Every tarot card has its shadow meaning, its darker side. We sometimes forget them when reading. Some readers like to mix their decks up so that some cards turn up reversed, and will use that as a cue to read a shadow meaning of a tarot card. I personally believe that all cards are meant to be viewed right side up, and one should use one's intuition (or perhaps the designated positional meaning in a spread) to determine whether to read a card's shadow meaning. Whoever meant for a picture to be viewed upside down? No one. To me, reversals are a silly tradition--I can't stand to see an upside down image, it really annoys me!

This card is making me think of the rioting going on in the streets of England now. Mobs of youth have been burning and looting city centres in London, Birmingham, Nottingham, and elsewhere. They may feel like some sort of victors, but victors of what? Their actions are meaningless. Their efforts have earned them the loathing of a nation, and served only to reinforce negative stereotypes held about this country's youth. Are these perpetrators puffing themselves up with pride? Do they think they've got something over on someone? Over on who? What victory have they won? What point have they proved? Nothing. It's all empty. The guy in the back of this card is looking at Mr Pride in the foreground, and he looks embarrassed. A servant from outside the card is leading away a riderless grey horse. No point. No victory.

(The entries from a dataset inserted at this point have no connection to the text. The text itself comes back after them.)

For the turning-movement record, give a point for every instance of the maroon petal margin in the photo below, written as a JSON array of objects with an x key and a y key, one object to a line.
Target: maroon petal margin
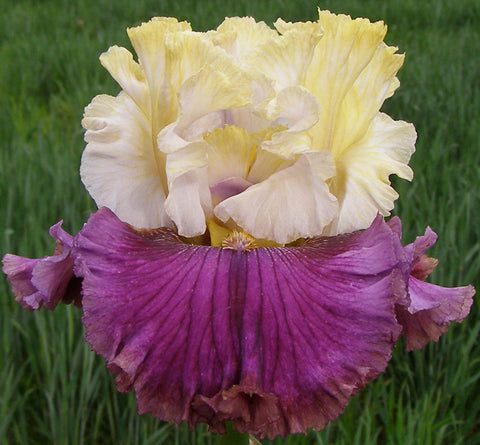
[
  {"x": 274, "y": 339},
  {"x": 431, "y": 308}
]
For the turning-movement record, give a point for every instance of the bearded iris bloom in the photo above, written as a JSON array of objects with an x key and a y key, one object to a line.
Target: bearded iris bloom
[{"x": 240, "y": 268}]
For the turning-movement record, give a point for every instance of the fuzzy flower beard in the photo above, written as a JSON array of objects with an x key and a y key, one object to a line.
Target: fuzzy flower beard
[
  {"x": 270, "y": 144},
  {"x": 275, "y": 339}
]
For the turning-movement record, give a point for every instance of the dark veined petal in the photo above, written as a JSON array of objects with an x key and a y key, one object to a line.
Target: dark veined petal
[
  {"x": 274, "y": 339},
  {"x": 428, "y": 311},
  {"x": 45, "y": 281}
]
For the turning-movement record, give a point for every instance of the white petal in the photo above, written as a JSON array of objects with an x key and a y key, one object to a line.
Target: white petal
[
  {"x": 239, "y": 36},
  {"x": 189, "y": 202},
  {"x": 119, "y": 166},
  {"x": 351, "y": 73},
  {"x": 290, "y": 204}
]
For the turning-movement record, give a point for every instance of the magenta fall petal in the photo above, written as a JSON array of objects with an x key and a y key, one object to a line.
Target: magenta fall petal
[
  {"x": 46, "y": 281},
  {"x": 431, "y": 308},
  {"x": 276, "y": 340}
]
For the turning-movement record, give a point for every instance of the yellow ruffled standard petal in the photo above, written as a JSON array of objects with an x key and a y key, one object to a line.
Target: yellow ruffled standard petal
[
  {"x": 231, "y": 153},
  {"x": 148, "y": 41},
  {"x": 292, "y": 203},
  {"x": 344, "y": 52},
  {"x": 239, "y": 36},
  {"x": 285, "y": 58},
  {"x": 362, "y": 183},
  {"x": 118, "y": 165},
  {"x": 128, "y": 74},
  {"x": 207, "y": 98}
]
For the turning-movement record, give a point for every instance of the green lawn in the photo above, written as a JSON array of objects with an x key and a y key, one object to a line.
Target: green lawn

What will it take to end this episode? I drew Strength. I'm not seeing the usual message of the fair maiden overcoming the lion through her gentleness. This is old-fashioned strength. That lion is being completely subdued, his head twisted right round. He doesn't look submissive, or reconciled to what's happening to him. He is being forced into submission, by someone, judging by the look on her face, who can actually do it quite easily. She's had enough and quietly reaches over and twists the lion's head half off. She looks down into his mouth with an investigative air. Sure, she looks as if once she's got the lion on his back, she can be compassionate. She will take the trouble to find out why the lion was misbehaving. But for the moment, the objective is to get the lion down. It's going to take force, strength, confident authority to put an end to this thing, and eventually the compassion to look into the deeper sources of this episode. The point is knowing which comes first.

On the other hand, there are the legions of folk taking to the streets with their brooms to clean up the mess. Maybe they're the Strength that will take the lion down, the true strength of the majority, in their pure motives and essential goodness. 

May all this mess end today, whatever it takes.